Playing music, it’s easy to get so hung up on technique you forget to have fun — but for Fall of Electricity guitarist Ross Cowman and drummer Andrew Dorsett, that’s never been an issue.
The duo’s joyous, tuneful self-titled debut was one of the best instrumental rock records you probably didn’t hear unless you lived in Olympia circa 2010, or happen to know the members’ other projects — Cowman’s June Madrona, and Dorsett’s LAKE.
Come September 1, they’ll release their second full-length, The Grunge Era — featuring “Infinite Sadness,” below.

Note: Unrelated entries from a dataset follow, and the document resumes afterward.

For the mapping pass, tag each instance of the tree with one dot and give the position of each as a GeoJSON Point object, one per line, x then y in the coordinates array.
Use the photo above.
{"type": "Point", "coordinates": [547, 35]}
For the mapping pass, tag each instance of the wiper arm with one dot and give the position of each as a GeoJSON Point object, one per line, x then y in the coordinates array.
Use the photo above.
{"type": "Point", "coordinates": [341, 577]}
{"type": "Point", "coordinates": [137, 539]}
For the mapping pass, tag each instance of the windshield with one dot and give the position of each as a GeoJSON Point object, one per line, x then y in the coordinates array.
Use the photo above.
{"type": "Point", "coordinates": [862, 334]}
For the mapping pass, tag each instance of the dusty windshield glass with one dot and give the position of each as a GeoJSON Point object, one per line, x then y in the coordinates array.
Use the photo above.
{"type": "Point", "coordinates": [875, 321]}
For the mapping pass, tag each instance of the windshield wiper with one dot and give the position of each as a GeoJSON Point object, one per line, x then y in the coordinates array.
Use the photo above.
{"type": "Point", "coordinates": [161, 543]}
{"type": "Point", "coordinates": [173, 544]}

As someone who attended Evergreen and stood up front for countless Fall of Electricity shows in Westside Olympia houses, moments from that first record — the highlife-inspired fretboard hopping on “Organic Produce,” the stuttering false endings of “Camp Quixote” — left an indelible mark. The new material might not be as familiar yet, but “Infinite Sadness” is nonetheless an auspicious album opener, and an apt introduction to a fine DIY band.
Less about the big payoff than the journey to get there, the same melancholic guitar line, but played at dramatically different speeds, bookends the song — starting with a gallop, eventually slowing to a crawl. That part serves as a springboard to dizzying finger-tapping and minor-chord string-bending, with loose-limbed percussion — complementary, not flashy — maintaining a decidedly live feel.
How does a track like this get written? Says Cowman: “We get together and eat breakfast in the morning, then rehearse for two or three hours. We start by improvising, then build up the songs bit-by-bit. I don’t think anyone else could understand our semi-verbal communication when we’re writing, but it makes perfect sense to us.”
Although the pair has logged thousands of shows around the world with their other projects — working as music teachers and session players between tours — they’ve still yet to take Fall of Electricity off the West Coast despite having been a band since 2008.
Cowman says he’s open to making it more than a side project if the crowd-funded Grunge Era gains traction — but also doesn’t mind remaining a well-kept secret.
“Part of why this band works so well is that we take our time and just let it be what it wants to be. We might tour Europe in 2015, and I’d like to do another album eventually… maybe in a couple of years.
“But mostly I just want to continue hanging out with Andrew and making breakfast together.”